Agents are the nodes that make up the decentralized web of communications traffic that this protocol facilitates. They will typically be associated with a single user. It's likely that some users may choose to create agents that are stationary and run on a fixed piece of hardware. So-called "fixed agents" have interesting implications in terms of network reliability and gamification mechanics. Agents must embody the following characteristics:

Each non-fixed agent must possess a cryptographic private/public key pair. This key pair will be used to decrypt messages sent to the agent, and can also be used to sign messages in-transit. Exchanging public keys with another user is analogous to trading "contact information", as each agent involved will then have everything it needs in order to send messages to the other.
In addition to a key pair, each agent may optionally have a non-unique "nickname" associated with itself that is provided alongside its public key for the sake of user-friendliness.
Each agent must be able to store a number of encrypted messages meant for other users.

Broadcasts

While an agent is connected to a WLAN or similar, it must broadcast hashes of its cached messages to other agents on the network. These broadcasts must each consist of a string in the following plaintext ASCII format (line breaks added for clarity):

ALG:SHA256;ADDR:192.168.1.17:12777;HASH:8ab01...ca7bf

The broadcast is message is described as follows:

ALG: A value indicating the cryptographic hashing algorithm used to derive the hash. The following values are valid: "SHA256" and "SHA512".
ADDR: A string representation of the local address and port from which the recipient should request the body of the message being represented.
HASH: A hash of the entire message being referred to, derived based on the value of ALG.

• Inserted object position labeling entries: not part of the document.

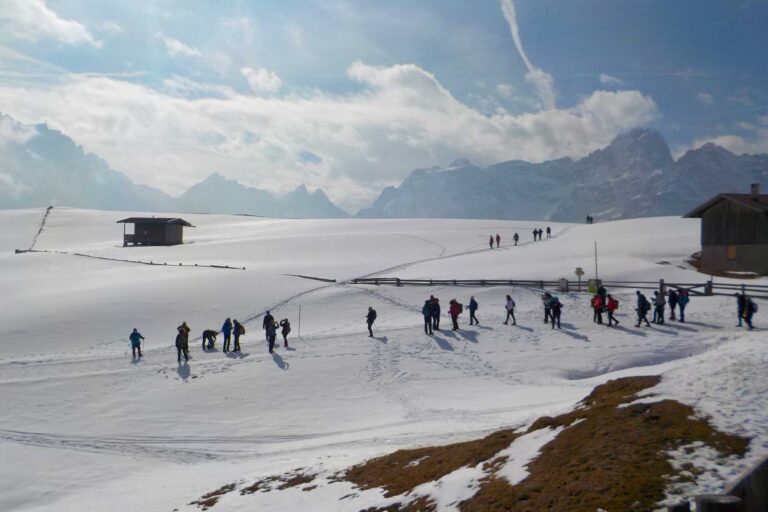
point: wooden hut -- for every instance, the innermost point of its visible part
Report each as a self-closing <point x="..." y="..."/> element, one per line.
<point x="734" y="233"/>
<point x="154" y="230"/>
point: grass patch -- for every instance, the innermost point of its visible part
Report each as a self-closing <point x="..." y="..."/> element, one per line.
<point x="206" y="501"/>
<point x="403" y="470"/>
<point x="615" y="458"/>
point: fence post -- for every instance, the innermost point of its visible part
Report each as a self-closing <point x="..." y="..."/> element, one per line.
<point x="717" y="503"/>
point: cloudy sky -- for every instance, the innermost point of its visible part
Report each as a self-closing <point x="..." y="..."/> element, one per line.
<point x="352" y="95"/>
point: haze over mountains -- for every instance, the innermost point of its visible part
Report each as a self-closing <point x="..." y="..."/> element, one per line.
<point x="634" y="176"/>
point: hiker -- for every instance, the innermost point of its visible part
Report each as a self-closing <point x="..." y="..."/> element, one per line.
<point x="271" y="329"/>
<point x="643" y="306"/>
<point x="182" y="343"/>
<point x="612" y="306"/>
<point x="597" y="308"/>
<point x="226" y="329"/>
<point x="426" y="311"/>
<point x="555" y="308"/>
<point x="455" y="310"/>
<point x="268" y="320"/>
<point x="472" y="308"/>
<point x="209" y="335"/>
<point x="510" y="307"/>
<point x="658" y="307"/>
<point x="682" y="301"/>
<point x="238" y="330"/>
<point x="673" y="299"/>
<point x="750" y="308"/>
<point x="435" y="303"/>
<point x="369" y="319"/>
<point x="740" y="302"/>
<point x="545" y="300"/>
<point x="285" y="330"/>
<point x="135" y="338"/>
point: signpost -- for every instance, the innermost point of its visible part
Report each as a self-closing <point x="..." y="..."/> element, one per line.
<point x="579" y="272"/>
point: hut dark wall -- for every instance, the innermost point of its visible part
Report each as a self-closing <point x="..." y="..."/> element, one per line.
<point x="734" y="238"/>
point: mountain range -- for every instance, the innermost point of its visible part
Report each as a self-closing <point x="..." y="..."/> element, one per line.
<point x="634" y="176"/>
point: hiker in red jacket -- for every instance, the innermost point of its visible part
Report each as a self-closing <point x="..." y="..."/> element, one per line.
<point x="612" y="306"/>
<point x="455" y="310"/>
<point x="597" y="307"/>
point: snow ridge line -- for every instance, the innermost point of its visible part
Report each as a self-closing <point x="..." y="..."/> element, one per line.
<point x="139" y="262"/>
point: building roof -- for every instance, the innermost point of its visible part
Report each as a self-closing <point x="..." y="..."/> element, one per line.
<point x="757" y="202"/>
<point x="155" y="220"/>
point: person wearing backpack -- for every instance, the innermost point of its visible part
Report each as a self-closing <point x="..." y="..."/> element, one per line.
<point x="435" y="308"/>
<point x="643" y="306"/>
<point x="135" y="338"/>
<point x="455" y="310"/>
<point x="682" y="301"/>
<point x="239" y="330"/>
<point x="226" y="330"/>
<point x="182" y="343"/>
<point x="369" y="319"/>
<point x="750" y="308"/>
<point x="271" y="329"/>
<point x="555" y="309"/>
<point x="510" y="307"/>
<point x="472" y="309"/>
<point x="426" y="311"/>
<point x="597" y="309"/>
<point x="285" y="330"/>
<point x="612" y="306"/>
<point x="209" y="335"/>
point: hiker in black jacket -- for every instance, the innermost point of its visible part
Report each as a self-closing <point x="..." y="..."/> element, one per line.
<point x="369" y="319"/>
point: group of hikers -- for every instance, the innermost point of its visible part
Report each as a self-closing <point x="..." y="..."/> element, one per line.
<point x="231" y="329"/>
<point x="601" y="302"/>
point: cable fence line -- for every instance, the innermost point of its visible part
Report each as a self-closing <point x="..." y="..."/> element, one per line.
<point x="138" y="262"/>
<point x="707" y="288"/>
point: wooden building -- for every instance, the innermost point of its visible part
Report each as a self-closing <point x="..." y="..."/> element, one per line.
<point x="734" y="233"/>
<point x="154" y="230"/>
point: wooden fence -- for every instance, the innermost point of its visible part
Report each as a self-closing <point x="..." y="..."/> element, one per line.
<point x="564" y="285"/>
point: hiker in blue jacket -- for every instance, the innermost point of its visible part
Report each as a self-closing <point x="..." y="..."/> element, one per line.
<point x="682" y="301"/>
<point x="426" y="311"/>
<point x="472" y="308"/>
<point x="136" y="338"/>
<point x="226" y="330"/>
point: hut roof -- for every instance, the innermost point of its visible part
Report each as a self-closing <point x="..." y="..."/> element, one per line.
<point x="155" y="220"/>
<point x="757" y="202"/>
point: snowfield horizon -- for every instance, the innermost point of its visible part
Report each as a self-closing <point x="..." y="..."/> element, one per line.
<point x="87" y="427"/>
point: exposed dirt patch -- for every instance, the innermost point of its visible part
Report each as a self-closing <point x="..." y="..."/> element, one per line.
<point x="614" y="459"/>
<point x="206" y="501"/>
<point x="403" y="470"/>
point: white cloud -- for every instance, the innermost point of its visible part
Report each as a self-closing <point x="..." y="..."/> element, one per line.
<point x="541" y="80"/>
<point x="705" y="98"/>
<point x="33" y="20"/>
<point x="176" y="48"/>
<point x="262" y="80"/>
<point x="610" y="80"/>
<point x="402" y="119"/>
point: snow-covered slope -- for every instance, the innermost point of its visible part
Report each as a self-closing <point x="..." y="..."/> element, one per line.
<point x="90" y="429"/>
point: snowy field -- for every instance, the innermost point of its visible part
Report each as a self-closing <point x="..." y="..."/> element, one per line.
<point x="84" y="427"/>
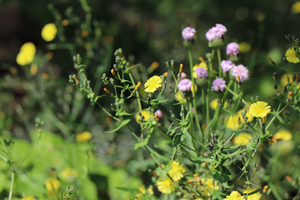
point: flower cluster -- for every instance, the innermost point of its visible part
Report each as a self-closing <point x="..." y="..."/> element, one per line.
<point x="216" y="32"/>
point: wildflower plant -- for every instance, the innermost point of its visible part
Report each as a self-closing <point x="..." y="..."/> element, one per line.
<point x="218" y="145"/>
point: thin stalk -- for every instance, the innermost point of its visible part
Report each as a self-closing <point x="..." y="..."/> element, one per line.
<point x="219" y="60"/>
<point x="194" y="95"/>
<point x="11" y="185"/>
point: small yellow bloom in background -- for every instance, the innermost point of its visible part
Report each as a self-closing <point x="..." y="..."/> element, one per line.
<point x="214" y="104"/>
<point x="177" y="171"/>
<point x="245" y="47"/>
<point x="202" y="64"/>
<point x="26" y="54"/>
<point x="28" y="198"/>
<point x="28" y="47"/>
<point x="255" y="196"/>
<point x="49" y="32"/>
<point x="232" y="122"/>
<point x="68" y="174"/>
<point x="242" y="139"/>
<point x="146" y="115"/>
<point x="209" y="185"/>
<point x="234" y="195"/>
<point x="259" y="109"/>
<point x="154" y="65"/>
<point x="248" y="115"/>
<point x="296" y="7"/>
<point x="83" y="137"/>
<point x="52" y="185"/>
<point x="12" y="70"/>
<point x="283" y="135"/>
<point x="153" y="84"/>
<point x="290" y="56"/>
<point x="166" y="186"/>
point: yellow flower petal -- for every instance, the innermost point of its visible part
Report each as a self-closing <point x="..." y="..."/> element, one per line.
<point x="166" y="186"/>
<point x="242" y="139"/>
<point x="153" y="84"/>
<point x="283" y="135"/>
<point x="259" y="109"/>
<point x="49" y="32"/>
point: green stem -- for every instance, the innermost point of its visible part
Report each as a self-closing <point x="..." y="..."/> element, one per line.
<point x="194" y="95"/>
<point x="11" y="185"/>
<point x="219" y="60"/>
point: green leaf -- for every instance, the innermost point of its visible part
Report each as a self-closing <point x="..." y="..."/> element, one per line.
<point x="142" y="144"/>
<point x="218" y="194"/>
<point x="122" y="113"/>
<point x="222" y="174"/>
<point x="201" y="160"/>
<point x="131" y="190"/>
<point x="123" y="123"/>
<point x="163" y="172"/>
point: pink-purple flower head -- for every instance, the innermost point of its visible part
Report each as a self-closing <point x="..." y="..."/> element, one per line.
<point x="188" y="33"/>
<point x="159" y="114"/>
<point x="185" y="85"/>
<point x="201" y="72"/>
<point x="227" y="65"/>
<point x="232" y="49"/>
<point x="240" y="73"/>
<point x="218" y="85"/>
<point x="215" y="32"/>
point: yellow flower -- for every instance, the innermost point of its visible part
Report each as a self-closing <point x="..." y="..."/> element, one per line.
<point x="248" y="115"/>
<point x="242" y="139"/>
<point x="234" y="195"/>
<point x="244" y="47"/>
<point x="283" y="135"/>
<point x="146" y="115"/>
<point x="255" y="196"/>
<point x="28" y="198"/>
<point x="166" y="186"/>
<point x="52" y="185"/>
<point x="49" y="32"/>
<point x="177" y="171"/>
<point x="68" y="174"/>
<point x="26" y="54"/>
<point x="232" y="122"/>
<point x="259" y="109"/>
<point x="28" y="47"/>
<point x="296" y="7"/>
<point x="153" y="84"/>
<point x="209" y="185"/>
<point x="83" y="137"/>
<point x="290" y="56"/>
<point x="202" y="64"/>
<point x="214" y="104"/>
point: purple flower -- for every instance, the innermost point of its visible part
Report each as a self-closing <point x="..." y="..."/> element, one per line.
<point x="184" y="85"/>
<point x="159" y="114"/>
<point x="188" y="33"/>
<point x="232" y="49"/>
<point x="241" y="72"/>
<point x="227" y="65"/>
<point x="215" y="32"/>
<point x="201" y="72"/>
<point x="218" y="84"/>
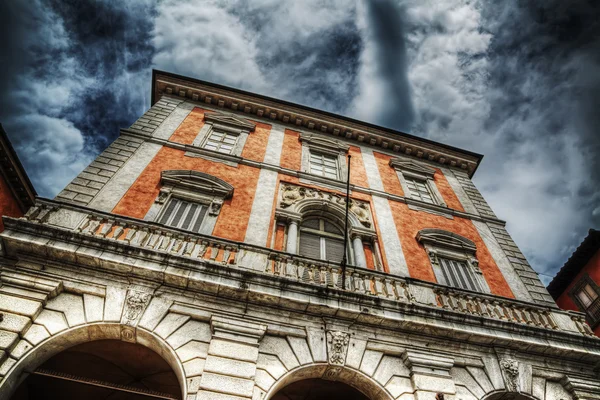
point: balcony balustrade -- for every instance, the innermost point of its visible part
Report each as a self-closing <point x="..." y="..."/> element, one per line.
<point x="230" y="254"/>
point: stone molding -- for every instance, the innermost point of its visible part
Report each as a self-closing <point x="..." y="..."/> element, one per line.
<point x="317" y="180"/>
<point x="319" y="122"/>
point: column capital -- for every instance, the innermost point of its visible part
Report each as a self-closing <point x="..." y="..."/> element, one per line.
<point x="237" y="330"/>
<point x="288" y="216"/>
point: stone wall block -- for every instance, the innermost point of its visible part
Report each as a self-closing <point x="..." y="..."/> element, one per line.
<point x="280" y="348"/>
<point x="71" y="306"/>
<point x="53" y="321"/>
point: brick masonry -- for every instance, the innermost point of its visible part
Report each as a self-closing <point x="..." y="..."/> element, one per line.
<point x="530" y="278"/>
<point x="88" y="183"/>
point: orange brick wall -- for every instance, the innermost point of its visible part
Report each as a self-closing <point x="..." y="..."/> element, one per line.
<point x="234" y="217"/>
<point x="410" y="222"/>
<point x="235" y="213"/>
<point x="592" y="268"/>
<point x="8" y="204"/>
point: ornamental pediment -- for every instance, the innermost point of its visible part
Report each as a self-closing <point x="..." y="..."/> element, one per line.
<point x="411" y="166"/>
<point x="230" y="121"/>
<point x="301" y="200"/>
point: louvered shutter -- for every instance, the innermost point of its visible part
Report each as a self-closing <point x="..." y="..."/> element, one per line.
<point x="334" y="249"/>
<point x="458" y="274"/>
<point x="310" y="245"/>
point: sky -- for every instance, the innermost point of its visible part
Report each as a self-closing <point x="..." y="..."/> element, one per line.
<point x="517" y="81"/>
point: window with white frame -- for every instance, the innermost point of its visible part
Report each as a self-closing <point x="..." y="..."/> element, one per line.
<point x="420" y="190"/>
<point x="319" y="238"/>
<point x="324" y="157"/>
<point x="223" y="133"/>
<point x="453" y="259"/>
<point x="324" y="165"/>
<point x="417" y="181"/>
<point x="189" y="200"/>
<point x="221" y="141"/>
<point x="586" y="294"/>
<point x="458" y="273"/>
<point x="183" y="214"/>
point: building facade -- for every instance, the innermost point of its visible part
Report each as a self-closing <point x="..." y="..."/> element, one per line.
<point x="16" y="191"/>
<point x="577" y="285"/>
<point x="206" y="243"/>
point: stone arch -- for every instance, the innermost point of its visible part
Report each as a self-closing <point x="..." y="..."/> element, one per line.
<point x="350" y="376"/>
<point x="506" y="395"/>
<point x="82" y="334"/>
<point x="329" y="210"/>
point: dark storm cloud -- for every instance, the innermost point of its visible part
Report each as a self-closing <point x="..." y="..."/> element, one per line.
<point x="545" y="61"/>
<point x="387" y="21"/>
<point x="72" y="75"/>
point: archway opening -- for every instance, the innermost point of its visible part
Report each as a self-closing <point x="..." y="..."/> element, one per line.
<point x="103" y="369"/>
<point x="318" y="389"/>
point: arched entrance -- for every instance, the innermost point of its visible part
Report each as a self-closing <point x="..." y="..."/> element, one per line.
<point x="504" y="395"/>
<point x="102" y="369"/>
<point x="145" y="346"/>
<point x="323" y="381"/>
<point x="318" y="389"/>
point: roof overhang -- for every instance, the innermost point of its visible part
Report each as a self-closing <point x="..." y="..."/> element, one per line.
<point x="310" y="119"/>
<point x="14" y="174"/>
<point x="575" y="263"/>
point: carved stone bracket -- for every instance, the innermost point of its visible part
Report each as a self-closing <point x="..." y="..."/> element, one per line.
<point x="337" y="347"/>
<point x="291" y="197"/>
<point x="510" y="373"/>
<point x="136" y="302"/>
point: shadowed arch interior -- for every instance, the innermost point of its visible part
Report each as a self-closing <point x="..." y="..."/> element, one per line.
<point x="102" y="369"/>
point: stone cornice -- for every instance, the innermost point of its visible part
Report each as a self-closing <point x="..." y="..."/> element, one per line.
<point x="79" y="251"/>
<point x="327" y="182"/>
<point x="294" y="115"/>
<point x="14" y="174"/>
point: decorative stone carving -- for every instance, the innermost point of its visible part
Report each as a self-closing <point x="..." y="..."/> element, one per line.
<point x="362" y="212"/>
<point x="292" y="195"/>
<point x="215" y="207"/>
<point x="135" y="304"/>
<point x="338" y="346"/>
<point x="162" y="196"/>
<point x="510" y="372"/>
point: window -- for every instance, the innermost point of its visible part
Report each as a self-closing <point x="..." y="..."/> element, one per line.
<point x="453" y="259"/>
<point x="419" y="190"/>
<point x="184" y="215"/>
<point x="223" y="142"/>
<point x="189" y="200"/>
<point x="321" y="239"/>
<point x="458" y="274"/>
<point x="324" y="159"/>
<point x="323" y="165"/>
<point x="587" y="297"/>
<point x="417" y="183"/>
<point x="222" y="133"/>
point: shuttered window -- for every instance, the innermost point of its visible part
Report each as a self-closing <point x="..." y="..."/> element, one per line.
<point x="223" y="142"/>
<point x="323" y="165"/>
<point x="321" y="239"/>
<point x="458" y="274"/>
<point x="419" y="190"/>
<point x="586" y="294"/>
<point x="183" y="214"/>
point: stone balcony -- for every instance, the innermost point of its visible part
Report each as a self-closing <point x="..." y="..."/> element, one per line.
<point x="86" y="241"/>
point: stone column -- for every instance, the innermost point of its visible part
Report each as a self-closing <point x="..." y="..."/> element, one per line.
<point x="429" y="374"/>
<point x="359" y="252"/>
<point x="231" y="362"/>
<point x="292" y="242"/>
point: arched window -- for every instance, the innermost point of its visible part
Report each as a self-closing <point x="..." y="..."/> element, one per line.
<point x="320" y="238"/>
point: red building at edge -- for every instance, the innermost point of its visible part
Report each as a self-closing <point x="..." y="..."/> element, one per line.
<point x="16" y="191"/>
<point x="577" y="285"/>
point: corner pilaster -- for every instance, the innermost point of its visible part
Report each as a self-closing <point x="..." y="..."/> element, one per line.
<point x="230" y="366"/>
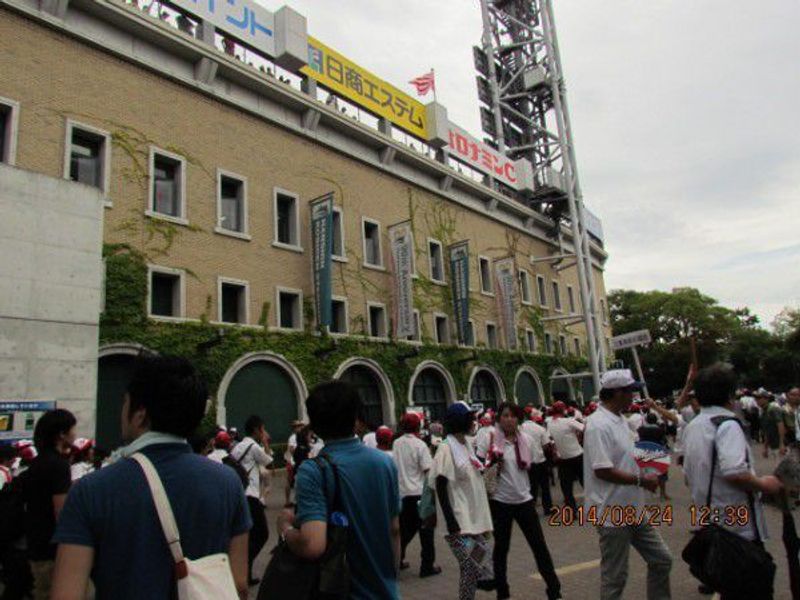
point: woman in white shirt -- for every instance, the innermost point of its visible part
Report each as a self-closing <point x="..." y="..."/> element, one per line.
<point x="515" y="452"/>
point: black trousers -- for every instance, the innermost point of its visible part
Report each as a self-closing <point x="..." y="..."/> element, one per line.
<point x="569" y="471"/>
<point x="410" y="524"/>
<point x="259" y="534"/>
<point x="503" y="517"/>
<point x="540" y="480"/>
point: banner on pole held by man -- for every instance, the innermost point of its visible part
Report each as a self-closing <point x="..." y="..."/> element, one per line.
<point x="322" y="243"/>
<point x="401" y="242"/>
<point x="459" y="276"/>
<point x="506" y="282"/>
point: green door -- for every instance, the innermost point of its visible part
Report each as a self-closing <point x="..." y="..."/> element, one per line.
<point x="369" y="389"/>
<point x="527" y="391"/>
<point x="113" y="375"/>
<point x="264" y="389"/>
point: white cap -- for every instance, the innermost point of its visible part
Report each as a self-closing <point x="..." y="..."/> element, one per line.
<point x="617" y="379"/>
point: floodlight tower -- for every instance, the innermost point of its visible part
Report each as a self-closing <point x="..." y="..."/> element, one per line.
<point x="521" y="82"/>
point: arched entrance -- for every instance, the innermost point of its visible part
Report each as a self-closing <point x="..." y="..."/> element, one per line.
<point x="486" y="388"/>
<point x="115" y="366"/>
<point x="266" y="385"/>
<point x="528" y="388"/>
<point x="432" y="388"/>
<point x="373" y="387"/>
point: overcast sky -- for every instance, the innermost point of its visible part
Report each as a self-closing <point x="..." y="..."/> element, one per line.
<point x="685" y="116"/>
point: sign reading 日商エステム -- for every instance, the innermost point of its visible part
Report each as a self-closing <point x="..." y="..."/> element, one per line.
<point x="348" y="80"/>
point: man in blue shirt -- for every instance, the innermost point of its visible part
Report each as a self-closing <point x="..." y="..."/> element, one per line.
<point x="109" y="526"/>
<point x="369" y="492"/>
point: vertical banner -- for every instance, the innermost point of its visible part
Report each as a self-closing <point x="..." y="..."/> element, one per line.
<point x="506" y="282"/>
<point x="459" y="276"/>
<point x="402" y="244"/>
<point x="322" y="244"/>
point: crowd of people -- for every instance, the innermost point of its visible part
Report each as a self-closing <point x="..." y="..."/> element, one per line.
<point x="78" y="523"/>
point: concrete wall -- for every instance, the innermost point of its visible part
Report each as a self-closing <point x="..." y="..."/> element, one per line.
<point x="51" y="274"/>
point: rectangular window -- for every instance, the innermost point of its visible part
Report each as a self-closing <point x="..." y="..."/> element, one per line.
<point x="542" y="288"/>
<point x="485" y="272"/>
<point x="491" y="335"/>
<point x="338" y="234"/>
<point x="524" y="287"/>
<point x="556" y="296"/>
<point x="233" y="302"/>
<point x="166" y="293"/>
<point x="232" y="203"/>
<point x="436" y="257"/>
<point x="339" y="315"/>
<point x="167" y="184"/>
<point x="372" y="243"/>
<point x="442" y="327"/>
<point x="287" y="229"/>
<point x="290" y="309"/>
<point x="377" y="320"/>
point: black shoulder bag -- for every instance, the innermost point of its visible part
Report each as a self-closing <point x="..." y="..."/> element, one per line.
<point x="725" y="561"/>
<point x="289" y="576"/>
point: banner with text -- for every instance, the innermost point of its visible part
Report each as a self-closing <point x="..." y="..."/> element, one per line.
<point x="402" y="244"/>
<point x="322" y="244"/>
<point x="506" y="282"/>
<point x="459" y="275"/>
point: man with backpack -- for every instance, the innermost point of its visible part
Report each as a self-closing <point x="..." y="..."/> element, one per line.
<point x="251" y="454"/>
<point x="110" y="526"/>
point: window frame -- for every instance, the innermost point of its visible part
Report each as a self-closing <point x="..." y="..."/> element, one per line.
<point x="238" y="282"/>
<point x="299" y="293"/>
<point x="12" y="134"/>
<point x="150" y="211"/>
<point x="105" y="159"/>
<point x="365" y="264"/>
<point x="181" y="274"/>
<point x="245" y="233"/>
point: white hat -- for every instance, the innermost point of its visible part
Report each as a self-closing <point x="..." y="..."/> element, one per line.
<point x="618" y="379"/>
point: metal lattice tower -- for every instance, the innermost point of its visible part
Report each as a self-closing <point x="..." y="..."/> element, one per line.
<point x="526" y="115"/>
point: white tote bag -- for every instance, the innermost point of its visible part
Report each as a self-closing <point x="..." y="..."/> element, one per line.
<point x="207" y="578"/>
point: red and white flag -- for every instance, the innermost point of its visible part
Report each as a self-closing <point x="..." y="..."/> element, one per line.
<point x="424" y="83"/>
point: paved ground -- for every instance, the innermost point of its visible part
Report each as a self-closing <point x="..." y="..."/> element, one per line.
<point x="576" y="555"/>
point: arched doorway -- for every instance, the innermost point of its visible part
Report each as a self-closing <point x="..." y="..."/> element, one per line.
<point x="528" y="388"/>
<point x="432" y="388"/>
<point x="373" y="387"/>
<point x="115" y="366"/>
<point x="485" y="388"/>
<point x="266" y="385"/>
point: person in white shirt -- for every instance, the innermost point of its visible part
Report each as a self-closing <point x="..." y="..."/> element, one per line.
<point x="613" y="480"/>
<point x="566" y="434"/>
<point x="715" y="443"/>
<point x="252" y="453"/>
<point x="515" y="452"/>
<point x="413" y="460"/>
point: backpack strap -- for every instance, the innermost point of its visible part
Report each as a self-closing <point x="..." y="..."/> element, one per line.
<point x="165" y="514"/>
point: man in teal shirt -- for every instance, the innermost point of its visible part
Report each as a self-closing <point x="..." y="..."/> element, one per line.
<point x="369" y="491"/>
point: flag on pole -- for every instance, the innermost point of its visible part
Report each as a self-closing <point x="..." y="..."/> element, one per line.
<point x="425" y="83"/>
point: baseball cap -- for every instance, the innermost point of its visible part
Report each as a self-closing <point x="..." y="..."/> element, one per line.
<point x="617" y="379"/>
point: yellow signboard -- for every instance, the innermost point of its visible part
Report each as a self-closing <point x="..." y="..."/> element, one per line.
<point x="348" y="80"/>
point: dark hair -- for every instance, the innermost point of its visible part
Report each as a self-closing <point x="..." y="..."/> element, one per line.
<point x="49" y="426"/>
<point x="715" y="385"/>
<point x="171" y="391"/>
<point x="516" y="410"/>
<point x="333" y="408"/>
<point x="253" y="424"/>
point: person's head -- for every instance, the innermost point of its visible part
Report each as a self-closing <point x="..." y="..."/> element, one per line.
<point x="55" y="431"/>
<point x="165" y="394"/>
<point x="509" y="416"/>
<point x="333" y="408"/>
<point x="617" y="388"/>
<point x="460" y="419"/>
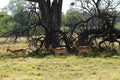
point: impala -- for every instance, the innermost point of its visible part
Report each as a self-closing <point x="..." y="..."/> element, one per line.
<point x="83" y="49"/>
<point x="58" y="50"/>
<point x="17" y="52"/>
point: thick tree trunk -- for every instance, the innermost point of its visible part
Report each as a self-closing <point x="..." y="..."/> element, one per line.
<point x="51" y="19"/>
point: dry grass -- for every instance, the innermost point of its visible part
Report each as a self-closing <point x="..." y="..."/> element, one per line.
<point x="57" y="68"/>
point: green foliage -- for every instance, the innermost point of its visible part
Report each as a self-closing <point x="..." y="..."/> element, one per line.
<point x="6" y="23"/>
<point x="117" y="25"/>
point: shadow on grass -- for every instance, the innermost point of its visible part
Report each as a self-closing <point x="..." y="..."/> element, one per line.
<point x="44" y="54"/>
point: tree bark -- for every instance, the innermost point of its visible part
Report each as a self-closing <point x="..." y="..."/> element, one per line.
<point x="51" y="19"/>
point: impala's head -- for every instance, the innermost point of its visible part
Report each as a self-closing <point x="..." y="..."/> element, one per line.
<point x="7" y="49"/>
<point x="50" y="47"/>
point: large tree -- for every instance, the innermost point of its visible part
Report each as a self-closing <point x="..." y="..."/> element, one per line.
<point x="49" y="15"/>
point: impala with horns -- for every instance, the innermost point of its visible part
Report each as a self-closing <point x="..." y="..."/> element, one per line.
<point x="17" y="52"/>
<point x="58" y="50"/>
<point x="83" y="49"/>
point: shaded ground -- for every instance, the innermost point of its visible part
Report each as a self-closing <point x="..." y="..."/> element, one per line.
<point x="59" y="68"/>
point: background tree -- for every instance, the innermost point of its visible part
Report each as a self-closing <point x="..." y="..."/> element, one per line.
<point x="99" y="20"/>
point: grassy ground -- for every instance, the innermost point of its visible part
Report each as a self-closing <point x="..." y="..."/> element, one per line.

While an agent is connected to a WLAN or similar network it must listen for broadcasts from other agents.

When an agent receives a broadcast, it should compare the message hash contained therein with hashes of the messages stored in its cache. If the broadcast's hash does not match any of the recipient's cached messages, then the recipient should request a copy of the corresponding message from the broadcaster. The request should be sent via TCP to the address and ports specified in the broadcast's ADDR field. It should consist of the following (line breaks added for clarity):

ALG:SHA256;
HASH:18b1a...91a2e

The meanings of the fields are the same as those in the broadcast message format.

Exchange

The broadcaster, upon receiving the above request in response to its broadcast, should respond to the request with the full body ofthe requested message as described at the beginning of this section.

Upon receiving the full body of the requested message from the broadcaster, an agent should perform the following checks:

Does a newly-calculated hash of the message contents match the hash value that was used to request the message? If it does not, then discard the message.
Is the message expired? If so, discard it.
Is the agent the intended recipient of the message? If so, then use the its private key to decrypt KEY. Verify that the signature on KEY matches the sender indicated in FROM and is an otherwise valid signature. Use the plaintext value obtained from decrypting KEY as a key to decrypt DATA, and handle the resulting plaintext however appropriate. Do not forward the message.
Otherwise, cache the message and begin broadcasting it for others to request.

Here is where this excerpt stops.